And People Say Knitting Relieves Stress ...

Sunni's picture

It ain’t always so.

Look at what I did to my brand new, high-quality needles after casting on and knitting just two rounds:


Bent Needle


The worst part of it is, they’re too small for the project for which I bought them ... so I may get to repeat this fun with another set of circulars! The good news is the needles are still usable ... it’s just that they’re so small, I don’t know what I might use them for. (I said I’d never knit a sweater from sock yarn, but maybe I spoke too soon.)

Remind me...

...not to let you play with my anvil.

In my defense ...

Those needles are just 2 mm in diameter. I doubt I’d have much effect on your anvil.

.. must ... not .. don't ...

[fighting madly not to pick up that straight line]

Circulars

Are you casting on with the circular needles? Those look like straight ones, but I wondered from what you said here. I always do the cast on with straight needles and change to the circular after the second row or later as the garment gets larger.

But I don't have the patience to knit with small needles and small yarn. Hard enough with the larger ones! :)

Yes.

Yes, these are circular needles. The type of needle seems to make no difference at all in my ability to do a good cast-on.
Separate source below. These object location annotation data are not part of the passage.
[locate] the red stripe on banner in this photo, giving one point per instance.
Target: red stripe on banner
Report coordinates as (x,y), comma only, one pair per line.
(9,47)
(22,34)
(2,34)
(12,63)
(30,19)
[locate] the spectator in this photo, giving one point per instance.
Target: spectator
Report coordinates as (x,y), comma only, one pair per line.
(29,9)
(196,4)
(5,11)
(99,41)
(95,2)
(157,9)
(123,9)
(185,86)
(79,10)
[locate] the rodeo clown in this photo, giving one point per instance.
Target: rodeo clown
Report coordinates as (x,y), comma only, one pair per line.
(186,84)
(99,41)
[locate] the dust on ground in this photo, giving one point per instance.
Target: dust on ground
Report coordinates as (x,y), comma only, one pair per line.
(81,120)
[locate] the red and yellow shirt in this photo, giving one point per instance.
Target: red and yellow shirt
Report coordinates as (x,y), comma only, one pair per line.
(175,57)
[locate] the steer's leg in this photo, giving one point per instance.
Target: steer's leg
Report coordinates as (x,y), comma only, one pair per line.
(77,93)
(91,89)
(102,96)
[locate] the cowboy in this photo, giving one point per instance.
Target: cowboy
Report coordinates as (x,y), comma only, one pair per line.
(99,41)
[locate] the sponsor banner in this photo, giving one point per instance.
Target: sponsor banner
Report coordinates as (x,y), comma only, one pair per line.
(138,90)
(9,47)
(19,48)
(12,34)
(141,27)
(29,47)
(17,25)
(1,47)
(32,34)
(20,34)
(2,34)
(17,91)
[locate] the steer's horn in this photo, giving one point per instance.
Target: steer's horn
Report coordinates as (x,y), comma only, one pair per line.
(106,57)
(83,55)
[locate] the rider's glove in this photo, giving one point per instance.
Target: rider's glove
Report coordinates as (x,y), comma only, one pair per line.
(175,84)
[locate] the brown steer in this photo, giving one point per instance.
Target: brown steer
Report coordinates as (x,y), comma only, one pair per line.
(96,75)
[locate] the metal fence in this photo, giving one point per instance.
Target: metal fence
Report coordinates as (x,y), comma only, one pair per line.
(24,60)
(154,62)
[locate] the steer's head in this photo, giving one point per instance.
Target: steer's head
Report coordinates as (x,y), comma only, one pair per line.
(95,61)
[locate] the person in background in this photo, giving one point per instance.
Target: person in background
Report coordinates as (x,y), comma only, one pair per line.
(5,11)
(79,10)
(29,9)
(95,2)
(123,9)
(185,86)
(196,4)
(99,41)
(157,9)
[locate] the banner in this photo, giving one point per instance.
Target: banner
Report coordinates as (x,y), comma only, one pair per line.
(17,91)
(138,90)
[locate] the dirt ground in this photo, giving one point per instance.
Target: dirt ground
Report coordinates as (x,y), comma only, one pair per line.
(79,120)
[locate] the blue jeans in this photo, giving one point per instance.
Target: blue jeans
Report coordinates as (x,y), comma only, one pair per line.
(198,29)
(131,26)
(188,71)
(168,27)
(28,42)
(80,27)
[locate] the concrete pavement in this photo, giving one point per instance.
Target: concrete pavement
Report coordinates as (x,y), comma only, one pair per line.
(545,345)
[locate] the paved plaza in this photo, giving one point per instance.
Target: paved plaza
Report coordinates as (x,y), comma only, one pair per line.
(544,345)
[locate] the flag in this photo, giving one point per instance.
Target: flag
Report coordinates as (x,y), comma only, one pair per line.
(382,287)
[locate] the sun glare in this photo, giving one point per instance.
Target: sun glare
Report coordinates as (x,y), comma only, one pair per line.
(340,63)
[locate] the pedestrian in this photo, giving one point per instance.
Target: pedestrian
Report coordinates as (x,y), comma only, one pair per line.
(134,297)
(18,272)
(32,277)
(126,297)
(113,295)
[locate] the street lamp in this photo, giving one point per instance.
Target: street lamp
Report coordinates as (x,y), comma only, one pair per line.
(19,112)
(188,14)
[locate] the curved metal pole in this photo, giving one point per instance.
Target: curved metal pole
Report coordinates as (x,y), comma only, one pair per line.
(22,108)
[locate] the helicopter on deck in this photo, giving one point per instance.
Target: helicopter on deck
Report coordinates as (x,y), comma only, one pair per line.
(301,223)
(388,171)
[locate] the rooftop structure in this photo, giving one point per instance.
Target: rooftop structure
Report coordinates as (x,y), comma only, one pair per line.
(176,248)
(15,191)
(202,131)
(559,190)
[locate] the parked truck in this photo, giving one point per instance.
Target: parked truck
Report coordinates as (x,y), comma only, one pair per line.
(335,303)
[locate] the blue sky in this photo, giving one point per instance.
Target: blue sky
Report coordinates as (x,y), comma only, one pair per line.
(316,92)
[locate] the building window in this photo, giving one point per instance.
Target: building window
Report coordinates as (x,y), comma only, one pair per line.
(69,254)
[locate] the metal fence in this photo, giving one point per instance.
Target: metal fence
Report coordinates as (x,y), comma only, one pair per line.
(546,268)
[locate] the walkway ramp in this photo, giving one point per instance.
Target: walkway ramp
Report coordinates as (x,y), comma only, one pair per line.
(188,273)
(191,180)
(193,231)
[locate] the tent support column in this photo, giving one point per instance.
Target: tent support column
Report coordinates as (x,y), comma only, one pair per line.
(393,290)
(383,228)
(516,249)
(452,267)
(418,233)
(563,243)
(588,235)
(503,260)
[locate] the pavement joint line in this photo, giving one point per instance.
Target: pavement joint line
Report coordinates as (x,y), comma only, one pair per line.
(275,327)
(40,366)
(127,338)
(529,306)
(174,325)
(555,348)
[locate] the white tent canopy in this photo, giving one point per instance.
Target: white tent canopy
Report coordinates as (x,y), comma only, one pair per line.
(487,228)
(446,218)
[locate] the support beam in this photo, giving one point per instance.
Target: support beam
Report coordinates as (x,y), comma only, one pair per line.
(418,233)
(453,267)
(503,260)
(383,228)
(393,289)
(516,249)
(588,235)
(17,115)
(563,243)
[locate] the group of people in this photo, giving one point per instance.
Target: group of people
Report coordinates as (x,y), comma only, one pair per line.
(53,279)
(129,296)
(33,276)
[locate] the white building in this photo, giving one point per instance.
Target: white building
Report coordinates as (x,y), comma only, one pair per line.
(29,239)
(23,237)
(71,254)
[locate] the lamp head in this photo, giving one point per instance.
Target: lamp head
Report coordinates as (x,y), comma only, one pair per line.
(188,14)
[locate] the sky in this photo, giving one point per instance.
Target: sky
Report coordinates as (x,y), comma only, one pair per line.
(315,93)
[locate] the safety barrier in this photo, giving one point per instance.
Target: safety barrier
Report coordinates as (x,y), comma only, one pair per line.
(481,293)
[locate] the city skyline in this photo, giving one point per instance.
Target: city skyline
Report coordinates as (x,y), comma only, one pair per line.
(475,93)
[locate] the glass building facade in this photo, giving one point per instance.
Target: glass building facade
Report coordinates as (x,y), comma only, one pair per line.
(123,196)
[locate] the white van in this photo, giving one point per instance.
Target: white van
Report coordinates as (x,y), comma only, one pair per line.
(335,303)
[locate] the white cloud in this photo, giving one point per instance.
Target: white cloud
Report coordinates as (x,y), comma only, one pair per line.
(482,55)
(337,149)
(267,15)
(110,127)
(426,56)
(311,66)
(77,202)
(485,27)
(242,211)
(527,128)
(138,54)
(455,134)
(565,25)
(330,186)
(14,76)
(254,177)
Your experience is probably what logic would predict, but I have found that bulky weight yarn or above is harder for me to work with than fingering weight or so. I’ve yet to try laceweight (although I do have some lovely laceweight yarn tucked away), however.

That's why

That's why there are so many different products and methods in the world for most everything, I guess. What appeals to one just doesn't to others. I like the bulkier knits to wear, and find working with small yarn and needles tedious and slow... but that's just me. :)

That's one of the things I think has been the problem with using the wool yarn I bought to make a vest. When I do a test swatch, regardless of the needle size, I find the "fabric" created too thin. Maybe I'd be happier using a double strand. Then maybe I could use larger needles and a pattern I already have. I'll do a test swatch and see what happens to the gauge. It's a little more effort to knit with a double strand, but I've done it before.
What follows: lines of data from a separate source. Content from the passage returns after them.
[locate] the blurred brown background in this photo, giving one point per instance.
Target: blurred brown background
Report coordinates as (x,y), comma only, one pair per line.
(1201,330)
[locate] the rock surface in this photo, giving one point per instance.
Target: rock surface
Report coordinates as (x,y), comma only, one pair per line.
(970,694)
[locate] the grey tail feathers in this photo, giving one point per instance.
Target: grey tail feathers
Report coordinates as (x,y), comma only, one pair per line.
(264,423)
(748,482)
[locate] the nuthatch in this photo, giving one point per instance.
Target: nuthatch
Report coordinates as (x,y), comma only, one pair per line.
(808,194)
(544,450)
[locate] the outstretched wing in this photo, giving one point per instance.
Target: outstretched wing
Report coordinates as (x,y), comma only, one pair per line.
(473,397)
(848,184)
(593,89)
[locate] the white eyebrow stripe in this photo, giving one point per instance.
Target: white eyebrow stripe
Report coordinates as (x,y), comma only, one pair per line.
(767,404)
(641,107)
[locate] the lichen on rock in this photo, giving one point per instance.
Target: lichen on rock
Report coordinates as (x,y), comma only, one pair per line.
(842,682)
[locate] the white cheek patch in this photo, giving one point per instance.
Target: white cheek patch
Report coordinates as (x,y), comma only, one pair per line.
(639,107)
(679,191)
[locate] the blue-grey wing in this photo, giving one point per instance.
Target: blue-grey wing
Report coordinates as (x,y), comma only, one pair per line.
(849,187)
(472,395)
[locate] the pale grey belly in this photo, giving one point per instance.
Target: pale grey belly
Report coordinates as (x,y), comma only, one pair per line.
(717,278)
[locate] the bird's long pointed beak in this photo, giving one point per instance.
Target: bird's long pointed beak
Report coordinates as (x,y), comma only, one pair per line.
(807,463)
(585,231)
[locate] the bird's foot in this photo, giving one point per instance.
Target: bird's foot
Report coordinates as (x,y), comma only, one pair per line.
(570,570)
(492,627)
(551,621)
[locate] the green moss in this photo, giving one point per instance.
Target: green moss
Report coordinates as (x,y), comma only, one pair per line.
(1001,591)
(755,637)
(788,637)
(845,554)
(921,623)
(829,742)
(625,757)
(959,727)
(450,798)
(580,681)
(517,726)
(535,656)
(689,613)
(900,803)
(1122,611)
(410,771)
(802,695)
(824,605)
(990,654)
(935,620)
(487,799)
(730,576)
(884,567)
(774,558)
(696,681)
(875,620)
And I never heard of "laceweight" yarn! [smile]

Oh, it gets even smaller!

Holding the yarn doubled might just be the ticket for your vest, then. Good luck with it.

For comparison purposes, below are two photos—the blue yarn is laceweight, or 2-ply; the purple, bulky, or 12-ply. (I have some super-bulky yarn, but don’t have a photo of it.)


Chameleon Colorworks Belezza lace yarn



Cascade 128

And there’s yarn smaller than laceweight—cobweb, which is a single ply, and some people even knit with threadweight, which is subdivided into sizes. Given what I can do to metal needles, I can’t even contemplate knitting at that fine weight.

Nightmare!

The minute I read about "cobweb" yarn, I had a waking nightmare about trying to untangle it! Good old 4 ply acrylic is bad enough sometimes.

And I can just imagine the "thread" type. I bought lovely silk embroidery floss once and nearly lost my mind trying to separate the lengths to use single strands. It slithered right out of my hands sometimes, no matter how hard I held onto it, or jammed into hopeless tangles.

I hear that the new bamboo stuff is even more intimidating. Have you tried any of that yarn yet?